Com base nos casos apresentados pelo astrólogo, Carter notou que as mulheres da época só podiam exercer empregos sujeitos a acusações de bruxaria. A maioria das profissões envolvia cuidados da saúde ou de crianças, preparação de alimentos, produção de laticínios ou cuidados com o gado.

Quando morte, doença ou algo mais dava errado, gerando sofrimento e perdas financeiras, as mulheres eram expostas a acusações de "sabotagem mágica". Isso contrastava com o trabalho "masculino", que muitas vezes envolvia uso de materiais robustos ou resistentes ao apodrecimento, como ferro, fogo ou pedra.

Em um grupo de 960 suspeitos de bruxaria, as mulheres eram 855 deles, e apenas 105 eram homens. Em vez de estarem em campos ou oficinas, elas muitas vezes trabalhavam em vários empregos, geralmente no centro de suas comunidades – cruzando entre casas, padarias, poços e mercados.

Isso aumentou o risco de elas se envolverem em mal-entendidos. “A frequência do contato social nas profissões femininas aumentou a probabilidade das mulheres se envolverem nas divergências ou mal-entendidos que muitas vezes sustentavam as suspeitas de bruxaria”, diz Carter.

Uma página dos livros de Richard Napier que inclui o caso de John Johnson, que suspeita que sua ex-pastora praticasse bruxaria — Foto: Biblioteca Bodleian
Uma página dos livros de Richard Napier que inclui o caso de John Johnson, que suspeita que sua ex-pastora praticasse bruxaria — Foto: Biblioteca Bodleian

Muitas pessoas iam a Napier preocupadas por ter sido enfeitiçadas por um vizinho, segundo conta a historiadora, em comunicado. "Os clientes usaram Napier como caixa de ressonância para esses medos, pedindo-lhe confirmação das estrelas ou amuletos para protegê-los contra danos", ela descreve.

Cerca dos 802 clientes de Napier identificaram os suspeitos de bruxaria pelo nome, e 130 deles continham alguns detalhes sobre o trabalho do suspeito. Entre esses últimos, seis tipos de áreas profissionais eram mais comuns: serviços de alimentação, cuidados de saúde, cuidados infantis, gestão doméstica, criação de animais e produção de laticínios. Tais formas de trabalho eram quase exclusivamente femininas.

"Bruxaria" do leite?

Havia entre os 130 casos reportados 17 acusações na produção de laticínios: 16 delas envolviam pessoas do sexo feminino. Em um dos casos, uma mulher chamada Alice Gray suspeitou que havia alguma "bruxa" entre seus vizinhos quando o queijo começou a "crescer em cachos como furúnculos."

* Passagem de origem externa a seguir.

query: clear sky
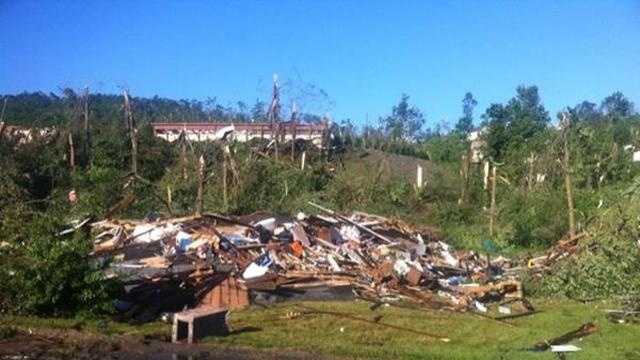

Além de alimentos estragados gerarem acusações de feitiçaria em outros setores como cervejaria e panificação, algumas mulheres eram curandeiras locais, sendo acusadas quando os tratamentos falhavam. Por exemplo, um cliente do sexo masculino, preocupado com "uma grande dor em suas partes íntimas", disse a Napier que uma curandeira o havia "enfeitiçado" após ele procurar por uma segunda opinião.

A perda de ovelhas e gado também foi uma causa comum de acusação. Pouco mais da metade dos trabalhadores pecuários da época eram mulheres. "Uma dona de casa moderna era responsável por cuidar da saúde do gado e também dos humanos; ela fazia os cataplasmas e xaropes usados ​​para tratar ambos", diz Carter. "Quando um animal adoecia estranhamente, isso poderia ser interpretado como um abuso maléfico de suas habilidades de cura."